The thing is i just hate my life and my grand mother's height has a lot to do with it....i dnt know why d fk she was such a midget she was like 5' or 4'10....even though my grandfather had a decent height at probably 178 or close to 180....and he also was a policeman but all my uncles and aunts are very short becz of my grand mother's midget genes😖....and that shortness has got into me too....one thing i definitely wanna make sure in my personal life is tht..am not gonna marry a shorter woman....i just dnt want my future generations to suffer the same thing tht m going through..its just awful..i just can't relate myself to any physically dominant guy....i know short guys are also very successful in life but nevertheless there will always be something less abt them including myself....i just dnt want my sons grandsons to have a account on this forum....i hate my body..i hope anybody else does not.
I am probably going with Dr. shahab mahboubian. His prices are among the best for the U.S. He has a great track record. He is friendly and caring which I think is very important for this surgery, as it is quite frightening in some aspects. And I will be going to school in a year in a half very near there which is perfect because it will give me time to save money.
Your brother and mom both sound pretty toxic. Have you considered seeking out a therapist to talk about these issues? It would be a shame if you underwent LL and possibly developed complications just because of your toxic relatives giving you height dysphoria.

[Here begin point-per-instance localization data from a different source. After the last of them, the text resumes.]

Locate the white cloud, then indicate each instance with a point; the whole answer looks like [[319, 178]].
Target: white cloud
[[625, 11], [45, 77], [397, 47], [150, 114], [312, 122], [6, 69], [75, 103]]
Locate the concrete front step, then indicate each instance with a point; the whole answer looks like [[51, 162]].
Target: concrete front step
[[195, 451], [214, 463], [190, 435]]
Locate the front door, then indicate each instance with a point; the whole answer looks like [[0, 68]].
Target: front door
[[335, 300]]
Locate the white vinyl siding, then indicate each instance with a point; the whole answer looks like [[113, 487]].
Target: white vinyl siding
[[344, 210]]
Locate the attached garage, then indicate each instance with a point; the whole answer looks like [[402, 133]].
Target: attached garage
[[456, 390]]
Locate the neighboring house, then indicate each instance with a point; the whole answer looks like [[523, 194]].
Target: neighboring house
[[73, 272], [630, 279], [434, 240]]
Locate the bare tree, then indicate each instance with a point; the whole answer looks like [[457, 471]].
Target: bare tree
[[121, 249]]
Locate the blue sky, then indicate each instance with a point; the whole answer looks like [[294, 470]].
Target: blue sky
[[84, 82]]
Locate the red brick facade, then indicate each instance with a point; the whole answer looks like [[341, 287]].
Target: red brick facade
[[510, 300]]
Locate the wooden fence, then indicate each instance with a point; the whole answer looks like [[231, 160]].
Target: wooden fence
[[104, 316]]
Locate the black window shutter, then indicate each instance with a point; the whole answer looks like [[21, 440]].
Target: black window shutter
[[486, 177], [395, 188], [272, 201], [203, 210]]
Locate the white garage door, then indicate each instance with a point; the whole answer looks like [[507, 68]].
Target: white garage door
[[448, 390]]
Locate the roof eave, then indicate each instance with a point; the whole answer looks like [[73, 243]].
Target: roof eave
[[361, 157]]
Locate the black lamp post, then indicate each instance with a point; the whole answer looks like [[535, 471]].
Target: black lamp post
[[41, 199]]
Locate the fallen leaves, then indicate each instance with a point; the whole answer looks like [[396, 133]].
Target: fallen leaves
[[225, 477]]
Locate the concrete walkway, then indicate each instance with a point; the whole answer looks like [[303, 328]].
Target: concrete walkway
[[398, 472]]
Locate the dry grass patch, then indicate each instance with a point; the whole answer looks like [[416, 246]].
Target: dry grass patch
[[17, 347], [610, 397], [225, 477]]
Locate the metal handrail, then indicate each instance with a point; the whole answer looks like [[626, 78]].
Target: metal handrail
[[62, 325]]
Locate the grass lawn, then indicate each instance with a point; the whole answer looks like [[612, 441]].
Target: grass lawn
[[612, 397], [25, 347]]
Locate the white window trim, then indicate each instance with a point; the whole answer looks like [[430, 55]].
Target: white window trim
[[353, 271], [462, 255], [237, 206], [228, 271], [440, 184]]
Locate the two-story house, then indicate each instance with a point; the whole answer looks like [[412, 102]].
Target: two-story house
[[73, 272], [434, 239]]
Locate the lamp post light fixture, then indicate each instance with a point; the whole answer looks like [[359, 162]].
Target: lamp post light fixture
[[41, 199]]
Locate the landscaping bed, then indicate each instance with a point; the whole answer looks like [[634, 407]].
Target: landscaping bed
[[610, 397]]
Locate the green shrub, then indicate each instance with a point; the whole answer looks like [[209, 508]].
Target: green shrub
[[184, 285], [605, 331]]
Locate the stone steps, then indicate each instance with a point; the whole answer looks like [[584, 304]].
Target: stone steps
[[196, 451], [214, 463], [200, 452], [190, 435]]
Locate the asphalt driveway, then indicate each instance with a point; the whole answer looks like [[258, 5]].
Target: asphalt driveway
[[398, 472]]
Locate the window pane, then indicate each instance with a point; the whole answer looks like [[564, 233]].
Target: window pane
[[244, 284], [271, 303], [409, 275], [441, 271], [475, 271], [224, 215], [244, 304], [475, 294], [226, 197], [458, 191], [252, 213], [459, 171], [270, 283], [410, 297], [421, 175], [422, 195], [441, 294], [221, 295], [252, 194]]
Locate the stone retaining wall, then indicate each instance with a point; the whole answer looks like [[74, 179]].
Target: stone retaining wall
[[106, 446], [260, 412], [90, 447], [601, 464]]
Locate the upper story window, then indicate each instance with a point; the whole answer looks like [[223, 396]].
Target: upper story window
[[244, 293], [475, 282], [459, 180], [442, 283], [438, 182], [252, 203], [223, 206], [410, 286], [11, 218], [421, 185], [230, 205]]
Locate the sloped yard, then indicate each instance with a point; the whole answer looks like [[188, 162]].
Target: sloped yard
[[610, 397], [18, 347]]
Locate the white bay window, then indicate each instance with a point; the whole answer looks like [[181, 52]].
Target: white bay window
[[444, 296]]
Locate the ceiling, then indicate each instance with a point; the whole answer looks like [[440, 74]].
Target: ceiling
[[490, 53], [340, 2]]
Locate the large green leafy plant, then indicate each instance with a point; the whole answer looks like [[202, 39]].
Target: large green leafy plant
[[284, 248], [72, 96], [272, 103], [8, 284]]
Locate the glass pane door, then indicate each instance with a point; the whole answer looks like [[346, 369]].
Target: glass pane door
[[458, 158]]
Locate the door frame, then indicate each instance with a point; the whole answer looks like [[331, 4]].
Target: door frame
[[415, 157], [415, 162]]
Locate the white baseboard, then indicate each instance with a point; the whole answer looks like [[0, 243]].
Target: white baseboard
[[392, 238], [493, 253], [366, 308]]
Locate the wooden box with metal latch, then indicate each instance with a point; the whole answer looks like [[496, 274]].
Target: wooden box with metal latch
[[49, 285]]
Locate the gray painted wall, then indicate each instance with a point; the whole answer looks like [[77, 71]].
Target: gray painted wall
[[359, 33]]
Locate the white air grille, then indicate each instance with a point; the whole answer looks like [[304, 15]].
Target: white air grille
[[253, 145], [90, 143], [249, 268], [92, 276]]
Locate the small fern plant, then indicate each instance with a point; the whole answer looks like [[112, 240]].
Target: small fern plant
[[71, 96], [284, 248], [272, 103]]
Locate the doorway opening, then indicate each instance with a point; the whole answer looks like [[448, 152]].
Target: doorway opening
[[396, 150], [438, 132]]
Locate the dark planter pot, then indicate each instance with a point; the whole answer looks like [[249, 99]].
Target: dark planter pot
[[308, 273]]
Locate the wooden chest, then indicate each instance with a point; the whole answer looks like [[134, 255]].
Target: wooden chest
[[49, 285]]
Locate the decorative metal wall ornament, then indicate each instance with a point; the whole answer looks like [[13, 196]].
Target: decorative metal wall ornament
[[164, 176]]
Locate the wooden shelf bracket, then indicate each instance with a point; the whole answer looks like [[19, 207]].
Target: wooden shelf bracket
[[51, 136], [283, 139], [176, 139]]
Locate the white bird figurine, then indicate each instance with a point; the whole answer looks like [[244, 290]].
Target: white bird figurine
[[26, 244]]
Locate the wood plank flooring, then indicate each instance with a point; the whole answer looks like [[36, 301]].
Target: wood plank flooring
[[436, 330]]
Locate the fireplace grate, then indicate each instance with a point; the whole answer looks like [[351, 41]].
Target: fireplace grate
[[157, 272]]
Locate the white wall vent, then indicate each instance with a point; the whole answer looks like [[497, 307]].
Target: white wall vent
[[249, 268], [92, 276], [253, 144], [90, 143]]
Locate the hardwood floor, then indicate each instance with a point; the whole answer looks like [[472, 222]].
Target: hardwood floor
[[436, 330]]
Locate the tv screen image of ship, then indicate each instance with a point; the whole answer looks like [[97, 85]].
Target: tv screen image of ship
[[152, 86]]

Those aint his relatives bro😅....she is her parent and he is his family.
Ya not only have I considered it, but I have. Not just for my height dysphoria but believe it or not, they messed my head in a couple ways. It’s been about 1.5 years of going to therapy either once a week or once every other. Many of my issues have improved including my height dysphoria! But I’d say I’ve had the same mindset for about 6 months now after the initial year and it hasn’t budged. Therapy has taken an edge off for sure, but it’s beginning to look like certain issues will be a life long struggle. I am still researching limb lengthening, and if I do it, it’ll be with a highly reputable doctor to minimize risk. Basically I have another 16-20 months of saving and researching to decide whether or not it is worth it. It’s also time for me to continue my therapy, and if I get over it, Great! I get to save 70k+! So ya I totally agree therapy is a way to go but I guess I’ll see in a year and a half!